Trading Volume Drops Sharply
According to CoinGecko, Shiba Inu’s 24-hour trading volume has fallen 32%, sliding to $219 million. The slowdown in activity shows fewer buyers and sellers engaging with the token, creating sluggish upward momentum and faster, sharper dips. Compared with other altcoins showing strong returns, SHIB’s lack of price movement makes it less attractive to traders looking for gains.
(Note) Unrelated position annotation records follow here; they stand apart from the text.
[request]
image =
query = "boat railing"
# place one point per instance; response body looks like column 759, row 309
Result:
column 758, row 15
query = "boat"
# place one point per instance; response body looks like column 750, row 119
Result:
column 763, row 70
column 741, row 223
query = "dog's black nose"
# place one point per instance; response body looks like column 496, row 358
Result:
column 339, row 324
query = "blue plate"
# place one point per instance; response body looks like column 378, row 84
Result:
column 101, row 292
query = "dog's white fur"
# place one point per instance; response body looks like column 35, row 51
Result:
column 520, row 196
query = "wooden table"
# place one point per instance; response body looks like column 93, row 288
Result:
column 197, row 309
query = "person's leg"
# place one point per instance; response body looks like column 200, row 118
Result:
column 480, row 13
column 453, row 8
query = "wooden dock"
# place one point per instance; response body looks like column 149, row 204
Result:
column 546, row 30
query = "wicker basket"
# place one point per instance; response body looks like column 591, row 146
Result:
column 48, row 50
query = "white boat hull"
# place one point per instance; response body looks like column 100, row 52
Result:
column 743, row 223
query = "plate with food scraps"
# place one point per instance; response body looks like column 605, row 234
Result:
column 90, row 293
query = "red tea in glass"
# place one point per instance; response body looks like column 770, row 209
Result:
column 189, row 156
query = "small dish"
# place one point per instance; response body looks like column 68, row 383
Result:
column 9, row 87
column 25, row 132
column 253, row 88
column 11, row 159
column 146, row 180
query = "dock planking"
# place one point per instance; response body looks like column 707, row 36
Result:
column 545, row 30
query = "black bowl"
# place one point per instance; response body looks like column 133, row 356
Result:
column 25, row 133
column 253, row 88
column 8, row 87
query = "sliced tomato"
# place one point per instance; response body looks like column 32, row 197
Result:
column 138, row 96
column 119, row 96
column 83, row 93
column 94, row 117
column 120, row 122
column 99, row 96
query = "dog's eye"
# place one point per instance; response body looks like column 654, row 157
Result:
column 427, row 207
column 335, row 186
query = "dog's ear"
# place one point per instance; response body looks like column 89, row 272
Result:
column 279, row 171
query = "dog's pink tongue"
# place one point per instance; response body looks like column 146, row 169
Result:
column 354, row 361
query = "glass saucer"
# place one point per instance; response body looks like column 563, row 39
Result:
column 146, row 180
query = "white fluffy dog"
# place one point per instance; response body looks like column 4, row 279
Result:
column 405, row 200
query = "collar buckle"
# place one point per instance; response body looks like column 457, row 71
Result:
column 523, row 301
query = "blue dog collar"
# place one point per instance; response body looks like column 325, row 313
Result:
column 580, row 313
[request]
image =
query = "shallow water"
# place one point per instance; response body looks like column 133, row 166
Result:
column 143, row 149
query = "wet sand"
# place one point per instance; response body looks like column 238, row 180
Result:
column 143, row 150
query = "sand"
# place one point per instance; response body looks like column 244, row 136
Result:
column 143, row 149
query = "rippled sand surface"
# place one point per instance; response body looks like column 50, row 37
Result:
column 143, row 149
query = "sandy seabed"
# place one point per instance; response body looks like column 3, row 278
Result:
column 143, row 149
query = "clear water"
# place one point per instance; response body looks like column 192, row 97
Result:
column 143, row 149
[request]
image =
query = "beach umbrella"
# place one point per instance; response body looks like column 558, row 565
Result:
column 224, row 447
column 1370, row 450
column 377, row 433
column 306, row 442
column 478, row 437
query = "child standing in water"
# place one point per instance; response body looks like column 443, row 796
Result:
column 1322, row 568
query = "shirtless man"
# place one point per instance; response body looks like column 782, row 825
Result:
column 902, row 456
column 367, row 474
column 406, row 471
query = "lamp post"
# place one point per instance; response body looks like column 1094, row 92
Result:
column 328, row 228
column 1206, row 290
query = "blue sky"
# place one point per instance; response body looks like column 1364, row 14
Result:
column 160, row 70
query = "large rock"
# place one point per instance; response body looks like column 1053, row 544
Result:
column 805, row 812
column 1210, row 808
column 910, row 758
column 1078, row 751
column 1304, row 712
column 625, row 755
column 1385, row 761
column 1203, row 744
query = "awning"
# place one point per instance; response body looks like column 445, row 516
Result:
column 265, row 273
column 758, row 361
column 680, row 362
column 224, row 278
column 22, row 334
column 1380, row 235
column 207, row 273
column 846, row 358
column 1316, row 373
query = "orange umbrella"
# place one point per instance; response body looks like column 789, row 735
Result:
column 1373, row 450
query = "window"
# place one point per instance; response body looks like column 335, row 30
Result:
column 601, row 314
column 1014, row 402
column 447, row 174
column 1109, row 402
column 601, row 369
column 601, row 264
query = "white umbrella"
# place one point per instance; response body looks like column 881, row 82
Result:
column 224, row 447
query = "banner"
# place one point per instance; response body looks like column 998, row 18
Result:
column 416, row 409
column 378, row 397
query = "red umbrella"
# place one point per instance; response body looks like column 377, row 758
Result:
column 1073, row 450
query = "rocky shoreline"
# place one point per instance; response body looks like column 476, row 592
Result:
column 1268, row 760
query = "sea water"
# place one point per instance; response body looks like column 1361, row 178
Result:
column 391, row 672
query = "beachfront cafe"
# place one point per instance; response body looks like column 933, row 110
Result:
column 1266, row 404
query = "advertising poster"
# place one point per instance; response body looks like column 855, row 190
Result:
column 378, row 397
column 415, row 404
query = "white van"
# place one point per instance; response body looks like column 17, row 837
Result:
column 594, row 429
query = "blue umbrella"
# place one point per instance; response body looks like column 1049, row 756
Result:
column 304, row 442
Market Struggles Against Rivals
SHIB has been stuck between $0.000011 and $0.000012 for six months, unable to break higher. Meanwhile, tokens like XRP, ADA, SOL, and BNB have outperformed with double-digit returns, drawing investor attention away from meme coins. Once the darling of speculative crypto markets, Shiba Inu is now at risk of being overshadowed by projects with stronger fundamentals and utility.

Can Shiba Inu Recover?
The meme coin segment itself has cooled, losing its once-dominant role in the market. SHIB’s survival now hinges on whether it can reinvent itself with new use cases, utility, or another burst of community-driven hype. Without those, its reliance on past fame and viral culture may not be enough to sustain growth. To mount another rally, Shiba Inu would need a wave of new retail investors like the one that fueled its rise in 2021.